I bought her, had her for about a year, she just passed this week, bad molt.


----------



## drasar (Apr 5, 2008)

*Creepy Crawlers*

I got the Creepy Crawlers bug maker for Christmas from my Mom..was actually a joke but I loved making the bugs and joined a forum and one of the guys on there was into Real bugs and we started talking and was looking for a pet and it kinda just went from there..just got my first Tarantula "Mya" a 3.5"-4" G. rosa female today and she is getting used to her new home right now.  Can't wait to feed her.


----------



## hairmetalspider (Apr 5, 2008)

drasar said:


> I got the Creepy Crawlers bug maker for Christmas from my Mom..was actually a joke but I loved making the bugs and joined a forum and one of the guys on there was into Real bugs and we started talking and was looking for a pet and it kinda just went from there..just got my first Tarantula "Mya" a 3.5"-4" G. rosa female today and she is getting used to her new home right now.  Can't wait to feed her.


Oh.My.God.

I LOVED those! First one I ever got was a little black widow my friend (Who was maybe 5 at the time) made me.

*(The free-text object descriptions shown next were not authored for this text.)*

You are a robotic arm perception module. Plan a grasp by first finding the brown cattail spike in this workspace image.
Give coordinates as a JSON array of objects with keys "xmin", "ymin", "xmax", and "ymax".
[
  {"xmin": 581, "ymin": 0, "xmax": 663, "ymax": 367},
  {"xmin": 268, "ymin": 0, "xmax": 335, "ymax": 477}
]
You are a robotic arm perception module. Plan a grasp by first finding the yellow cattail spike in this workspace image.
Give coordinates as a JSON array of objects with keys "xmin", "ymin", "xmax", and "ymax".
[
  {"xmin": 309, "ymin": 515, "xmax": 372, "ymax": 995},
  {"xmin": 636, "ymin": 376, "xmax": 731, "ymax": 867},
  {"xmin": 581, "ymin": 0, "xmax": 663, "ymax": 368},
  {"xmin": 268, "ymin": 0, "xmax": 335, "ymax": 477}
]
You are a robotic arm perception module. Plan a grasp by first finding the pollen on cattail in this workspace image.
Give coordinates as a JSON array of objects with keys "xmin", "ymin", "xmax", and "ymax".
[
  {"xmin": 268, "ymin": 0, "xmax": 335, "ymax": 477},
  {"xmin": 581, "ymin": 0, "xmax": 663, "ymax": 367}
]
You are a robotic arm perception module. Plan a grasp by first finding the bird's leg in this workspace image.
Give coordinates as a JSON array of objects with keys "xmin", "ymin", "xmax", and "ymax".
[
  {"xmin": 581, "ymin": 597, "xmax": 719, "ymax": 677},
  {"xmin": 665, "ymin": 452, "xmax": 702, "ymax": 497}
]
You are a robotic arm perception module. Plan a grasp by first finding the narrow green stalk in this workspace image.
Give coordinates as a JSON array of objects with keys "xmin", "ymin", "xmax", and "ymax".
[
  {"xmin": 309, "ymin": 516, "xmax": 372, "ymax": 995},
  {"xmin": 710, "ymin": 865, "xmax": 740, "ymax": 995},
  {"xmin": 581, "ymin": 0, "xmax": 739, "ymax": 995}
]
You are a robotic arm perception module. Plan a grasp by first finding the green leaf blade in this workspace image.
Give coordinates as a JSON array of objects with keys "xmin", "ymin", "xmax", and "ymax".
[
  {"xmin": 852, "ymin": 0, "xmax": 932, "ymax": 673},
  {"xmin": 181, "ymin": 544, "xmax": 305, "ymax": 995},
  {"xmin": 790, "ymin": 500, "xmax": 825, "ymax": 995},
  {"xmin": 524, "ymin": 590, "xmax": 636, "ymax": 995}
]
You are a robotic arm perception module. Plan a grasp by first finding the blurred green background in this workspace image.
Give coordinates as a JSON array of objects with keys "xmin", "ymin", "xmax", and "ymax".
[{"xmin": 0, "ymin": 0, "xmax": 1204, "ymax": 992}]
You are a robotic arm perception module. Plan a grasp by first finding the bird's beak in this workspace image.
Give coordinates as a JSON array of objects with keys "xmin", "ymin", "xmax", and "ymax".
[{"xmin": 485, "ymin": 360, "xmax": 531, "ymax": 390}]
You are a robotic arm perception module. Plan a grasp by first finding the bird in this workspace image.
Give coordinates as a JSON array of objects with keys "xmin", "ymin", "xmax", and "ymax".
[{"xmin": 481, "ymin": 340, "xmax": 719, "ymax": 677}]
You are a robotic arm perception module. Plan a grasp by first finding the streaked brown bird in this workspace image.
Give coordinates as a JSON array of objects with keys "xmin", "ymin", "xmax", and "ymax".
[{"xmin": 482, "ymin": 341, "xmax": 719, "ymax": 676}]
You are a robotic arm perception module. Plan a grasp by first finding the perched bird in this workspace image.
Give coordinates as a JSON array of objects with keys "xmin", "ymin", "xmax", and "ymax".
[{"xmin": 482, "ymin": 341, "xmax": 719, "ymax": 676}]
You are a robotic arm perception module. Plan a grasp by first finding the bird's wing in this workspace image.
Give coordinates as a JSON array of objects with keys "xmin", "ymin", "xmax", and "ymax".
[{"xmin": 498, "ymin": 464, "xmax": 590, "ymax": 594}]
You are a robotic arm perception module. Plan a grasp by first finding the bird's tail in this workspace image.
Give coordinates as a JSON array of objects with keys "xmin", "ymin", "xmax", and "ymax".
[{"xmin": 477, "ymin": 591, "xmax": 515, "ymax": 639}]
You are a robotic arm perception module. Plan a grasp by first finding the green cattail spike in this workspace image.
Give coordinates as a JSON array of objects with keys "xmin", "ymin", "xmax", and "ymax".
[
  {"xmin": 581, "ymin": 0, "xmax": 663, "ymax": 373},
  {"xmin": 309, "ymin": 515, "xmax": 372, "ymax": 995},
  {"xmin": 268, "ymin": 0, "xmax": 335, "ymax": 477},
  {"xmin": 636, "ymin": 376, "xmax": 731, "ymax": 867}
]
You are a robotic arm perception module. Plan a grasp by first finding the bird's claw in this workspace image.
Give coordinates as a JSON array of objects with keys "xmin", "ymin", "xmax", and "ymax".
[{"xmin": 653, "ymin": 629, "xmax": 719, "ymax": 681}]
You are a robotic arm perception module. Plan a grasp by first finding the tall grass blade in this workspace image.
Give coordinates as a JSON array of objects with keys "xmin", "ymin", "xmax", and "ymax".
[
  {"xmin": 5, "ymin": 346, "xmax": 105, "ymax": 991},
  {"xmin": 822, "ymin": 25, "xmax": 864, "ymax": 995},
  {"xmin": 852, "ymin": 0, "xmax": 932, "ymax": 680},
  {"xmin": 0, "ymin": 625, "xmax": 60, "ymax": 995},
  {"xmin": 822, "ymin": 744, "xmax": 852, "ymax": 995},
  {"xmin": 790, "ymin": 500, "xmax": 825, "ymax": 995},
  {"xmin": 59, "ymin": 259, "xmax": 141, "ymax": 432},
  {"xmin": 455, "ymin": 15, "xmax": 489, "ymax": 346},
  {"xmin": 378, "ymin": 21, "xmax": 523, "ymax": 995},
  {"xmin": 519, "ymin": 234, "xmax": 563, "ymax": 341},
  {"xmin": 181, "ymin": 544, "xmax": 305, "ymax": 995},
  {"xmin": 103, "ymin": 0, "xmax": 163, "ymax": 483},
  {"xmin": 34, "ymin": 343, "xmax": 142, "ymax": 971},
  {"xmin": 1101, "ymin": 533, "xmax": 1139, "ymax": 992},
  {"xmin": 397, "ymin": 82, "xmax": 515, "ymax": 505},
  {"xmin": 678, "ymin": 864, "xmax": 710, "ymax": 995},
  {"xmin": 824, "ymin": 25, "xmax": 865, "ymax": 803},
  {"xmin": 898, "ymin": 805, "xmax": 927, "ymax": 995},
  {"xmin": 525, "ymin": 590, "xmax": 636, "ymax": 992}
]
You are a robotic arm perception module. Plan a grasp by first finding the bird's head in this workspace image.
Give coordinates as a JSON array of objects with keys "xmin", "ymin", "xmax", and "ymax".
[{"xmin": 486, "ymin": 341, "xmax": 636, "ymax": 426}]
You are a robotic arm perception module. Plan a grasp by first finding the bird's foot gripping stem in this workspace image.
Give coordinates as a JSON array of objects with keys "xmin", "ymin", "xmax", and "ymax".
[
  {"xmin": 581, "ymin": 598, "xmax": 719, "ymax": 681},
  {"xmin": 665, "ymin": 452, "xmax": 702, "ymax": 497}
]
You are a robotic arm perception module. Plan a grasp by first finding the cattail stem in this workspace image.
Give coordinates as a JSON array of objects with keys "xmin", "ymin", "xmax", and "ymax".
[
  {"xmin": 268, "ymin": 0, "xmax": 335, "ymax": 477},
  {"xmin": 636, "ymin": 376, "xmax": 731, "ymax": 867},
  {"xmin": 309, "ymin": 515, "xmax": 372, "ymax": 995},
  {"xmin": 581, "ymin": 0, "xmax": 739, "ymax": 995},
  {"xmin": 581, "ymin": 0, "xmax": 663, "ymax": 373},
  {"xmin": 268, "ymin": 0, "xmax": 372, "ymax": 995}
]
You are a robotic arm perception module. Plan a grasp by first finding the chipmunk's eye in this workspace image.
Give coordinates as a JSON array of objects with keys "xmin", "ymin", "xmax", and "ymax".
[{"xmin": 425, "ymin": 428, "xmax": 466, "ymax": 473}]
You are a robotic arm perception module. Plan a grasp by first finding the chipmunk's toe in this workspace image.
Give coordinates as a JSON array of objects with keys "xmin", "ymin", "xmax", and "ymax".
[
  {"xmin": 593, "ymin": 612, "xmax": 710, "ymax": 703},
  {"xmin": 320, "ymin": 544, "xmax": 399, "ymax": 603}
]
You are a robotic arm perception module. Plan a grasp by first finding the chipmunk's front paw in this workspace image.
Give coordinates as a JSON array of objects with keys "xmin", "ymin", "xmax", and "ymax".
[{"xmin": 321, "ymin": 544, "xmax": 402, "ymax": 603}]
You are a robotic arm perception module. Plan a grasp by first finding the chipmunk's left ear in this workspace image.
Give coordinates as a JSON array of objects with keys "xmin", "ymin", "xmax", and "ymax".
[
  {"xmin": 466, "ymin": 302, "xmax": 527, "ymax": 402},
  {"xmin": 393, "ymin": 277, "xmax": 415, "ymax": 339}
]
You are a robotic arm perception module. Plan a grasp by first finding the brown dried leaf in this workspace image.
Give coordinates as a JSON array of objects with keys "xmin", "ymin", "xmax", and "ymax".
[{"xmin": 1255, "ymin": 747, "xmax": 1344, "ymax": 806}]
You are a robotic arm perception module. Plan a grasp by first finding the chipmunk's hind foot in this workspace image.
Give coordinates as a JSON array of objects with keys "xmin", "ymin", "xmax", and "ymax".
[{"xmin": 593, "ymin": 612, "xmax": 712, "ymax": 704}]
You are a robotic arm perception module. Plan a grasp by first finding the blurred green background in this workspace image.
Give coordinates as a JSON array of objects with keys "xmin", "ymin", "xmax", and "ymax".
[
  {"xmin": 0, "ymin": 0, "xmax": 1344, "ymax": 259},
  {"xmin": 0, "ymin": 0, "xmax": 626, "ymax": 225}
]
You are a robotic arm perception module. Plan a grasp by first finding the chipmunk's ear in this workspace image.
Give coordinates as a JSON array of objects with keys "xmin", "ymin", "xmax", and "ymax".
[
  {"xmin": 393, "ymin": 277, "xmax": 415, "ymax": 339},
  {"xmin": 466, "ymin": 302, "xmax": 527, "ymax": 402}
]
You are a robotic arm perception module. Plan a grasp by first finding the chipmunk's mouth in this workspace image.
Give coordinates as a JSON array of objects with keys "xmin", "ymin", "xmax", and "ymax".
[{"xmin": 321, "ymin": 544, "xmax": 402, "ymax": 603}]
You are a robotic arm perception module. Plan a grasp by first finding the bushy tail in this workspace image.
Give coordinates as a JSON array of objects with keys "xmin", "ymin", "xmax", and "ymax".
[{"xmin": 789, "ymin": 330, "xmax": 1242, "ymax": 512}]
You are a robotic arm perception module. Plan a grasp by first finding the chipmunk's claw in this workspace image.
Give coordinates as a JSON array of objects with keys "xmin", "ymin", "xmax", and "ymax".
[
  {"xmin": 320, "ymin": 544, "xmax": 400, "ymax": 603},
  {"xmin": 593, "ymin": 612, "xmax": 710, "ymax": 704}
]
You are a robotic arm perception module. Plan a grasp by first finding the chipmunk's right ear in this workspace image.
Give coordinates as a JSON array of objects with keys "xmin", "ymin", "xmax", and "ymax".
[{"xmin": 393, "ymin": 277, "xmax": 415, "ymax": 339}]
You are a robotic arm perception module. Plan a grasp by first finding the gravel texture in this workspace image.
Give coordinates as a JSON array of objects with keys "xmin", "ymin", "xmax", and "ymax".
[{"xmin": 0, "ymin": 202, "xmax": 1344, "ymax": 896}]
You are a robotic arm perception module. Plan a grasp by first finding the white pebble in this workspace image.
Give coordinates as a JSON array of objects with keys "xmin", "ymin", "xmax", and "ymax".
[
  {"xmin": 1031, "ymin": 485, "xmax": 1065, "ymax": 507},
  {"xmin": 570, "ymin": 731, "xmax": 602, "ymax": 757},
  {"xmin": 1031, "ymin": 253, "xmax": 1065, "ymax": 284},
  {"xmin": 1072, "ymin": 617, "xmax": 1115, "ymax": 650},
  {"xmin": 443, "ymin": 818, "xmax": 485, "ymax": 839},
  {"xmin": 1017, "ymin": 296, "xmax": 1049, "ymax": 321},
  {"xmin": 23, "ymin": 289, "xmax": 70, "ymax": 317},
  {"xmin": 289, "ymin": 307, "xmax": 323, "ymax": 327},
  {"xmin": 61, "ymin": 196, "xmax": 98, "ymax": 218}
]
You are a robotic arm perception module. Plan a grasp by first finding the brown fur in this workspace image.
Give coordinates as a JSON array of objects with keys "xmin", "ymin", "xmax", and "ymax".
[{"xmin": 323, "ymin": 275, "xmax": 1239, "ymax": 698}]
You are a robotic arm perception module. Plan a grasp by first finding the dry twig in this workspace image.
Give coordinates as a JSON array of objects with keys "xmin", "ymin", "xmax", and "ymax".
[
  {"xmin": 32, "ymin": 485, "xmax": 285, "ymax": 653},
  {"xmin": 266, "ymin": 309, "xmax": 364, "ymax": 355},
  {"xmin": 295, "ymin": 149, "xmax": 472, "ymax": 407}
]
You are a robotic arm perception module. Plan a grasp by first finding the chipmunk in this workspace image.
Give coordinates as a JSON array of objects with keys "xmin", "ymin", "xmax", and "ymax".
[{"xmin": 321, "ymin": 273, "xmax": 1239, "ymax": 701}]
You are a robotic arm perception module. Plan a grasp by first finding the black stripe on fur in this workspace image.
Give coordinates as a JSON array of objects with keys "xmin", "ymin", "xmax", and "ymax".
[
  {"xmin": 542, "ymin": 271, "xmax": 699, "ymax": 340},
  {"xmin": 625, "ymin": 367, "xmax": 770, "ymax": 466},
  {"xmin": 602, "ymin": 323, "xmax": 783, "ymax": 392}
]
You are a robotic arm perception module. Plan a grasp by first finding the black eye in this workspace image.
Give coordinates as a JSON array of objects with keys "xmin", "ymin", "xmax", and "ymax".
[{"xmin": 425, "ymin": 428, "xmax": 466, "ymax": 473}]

What happened to those? Did too many kids permanently brand a T on their hand?


----------



## drasar (Apr 5, 2008)

*Creepy crawlers Link*

Here's a link To the Creepy Crawlers Forum if you want to check it out
http://www.websitetoolbox.com/tool/mb/retrohobbies


----------



## B-fish (Apr 5, 2008)

When i was 11 i had this turtle and his cage would get so dirty i would have to clean his cage everyday. My mom was sick of the smell of the turtle. My moms friend at work had a tarantula and he told my mom that there cages only need to be cleaned overy other months or so, so my mom asked me if i would get rid of my turtle for a tarantula and ever since i was 11 my love for tarantulas has grown alot.


----------



## vbrooke (Apr 5, 2008)

Well, I kinda stumbled into the world of tarantulas by chance. Saw many wild t's  as a kid and my dad kept a few, but it wasn't my thing. Then last summer we had a wild T wander into the kitchen. My husband caught it in a plastic container, and a few days later, it was being held constantly. Not the prettiest T you ever saw, but very cool!!





 Now I have an A. Versi, L. Parahybana, MM & MF OBT's (hopefully a sac on the way), and will have in a couple days... 2 A. Geniculata, B. Angustum, C. Faciatum and a H. Maculata. And yes I have caught the T bug


----------



## Rick McJimsey (Apr 5, 2008)

I was forced into them by the Mafia.

-Rick


----------



## vbrooke (Apr 5, 2008)

hairmetalspider said:


> Oh.My.God.
> 
> I LOVED those! First one I ever got was a little black widow my friend (Who was maybe 5 at the time) made me.
> 
> What happened to those? Did too many kids permanently brand a T on their hand?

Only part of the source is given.